Apr. 14 2012 11:35 PM
John Krehbiel from Southern Maryland

If everyone inside the Beltway were a member of the Washington Redskins, and they were all paid the same whether they won or not, and nobody were ever cut from the team, how good would the team be?

If every student gets a diploma, the diploma means nothing. The failure of schools can be traced to the fact that the kids know, with perfect certainty, that they will get a diploma for doing not much more than just showing up.

Even good students will not do well unless they have to, unless they are extraordinarily self-motivated.

Apr. 14 2012 09:55 PM

Great report. Pretty much what I've said all along... that the poor kids are doing as good as the rich kids, which is not their fault, or the fault of the school they attend, but rather a societal failure to take care of everyone.

Apr. 14 2012 07:12 PM

I was troubled by this story. I am a math teacher.
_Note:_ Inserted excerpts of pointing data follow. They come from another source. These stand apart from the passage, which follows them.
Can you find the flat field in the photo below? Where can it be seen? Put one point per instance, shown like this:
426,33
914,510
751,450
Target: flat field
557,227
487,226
I have taught at the public high school (both in the inner city and suburbs) and college levels, and I can confirm that (at least in my experience) schools are in fact - as a general rule - failing.

As a high school teacher, whenever I would say anything to this effect, other high school teachers and administrators would consistently oppose or ignore this point of view, but it seemed fairly obvious to me. Even the top students did not leave school with a decent education - still baffled by the subjects they had supposedly mastered.

Now that I teach in college, I see the effects daily. Great numbers of freshmen have just completed high school having made A's in their high school Algebra 2 classes, but these same students cannot manage to pass the simple placement tests given upon entrance to the university. At our university there are three remedial classes in mathematics that are lower than college algebra. One is a basic arithmetic class. I teach recent high school graduates how to multiply two-digit numbers. Many end up thanking me for clearing up what they claim to have never learned in school.

What was not swept under the rug in conversations between high school teachers and administrators was the disdain for elementary and middle school education. Not wanting poor scores to reflect upon them, elementary and middle schools would promote students who had not reached the minimum requirements for moving on. Our constant headache was trying to teach algebra to those who could barely read. At the college level, it's the same: disdain for high schools which (wanting to pad their graduation rate stats) do not come close to educating their graduates.

I don't have statistics. I'm simply an educator - not a reporter, not running for any office, not advocating any candidate or party. Perhaps Mr. Farhi has a wider perspective than me. But he doesn't quote those statistics he hints at. I'd expect a program concerned with the conduct of media outlets to press such a guest a little harder. The point is still well taken: there is manipulation of facts in the media on all sides of the education issue. Sadly, this story appears to be more of the same.

I love the program - so I hate to sound harsh - but I would have suspected the guest was a close friend even if it had not been disclosed. I'm reminded of the recent TAL debacle, and I'm getting to be disappointed with Public Radio.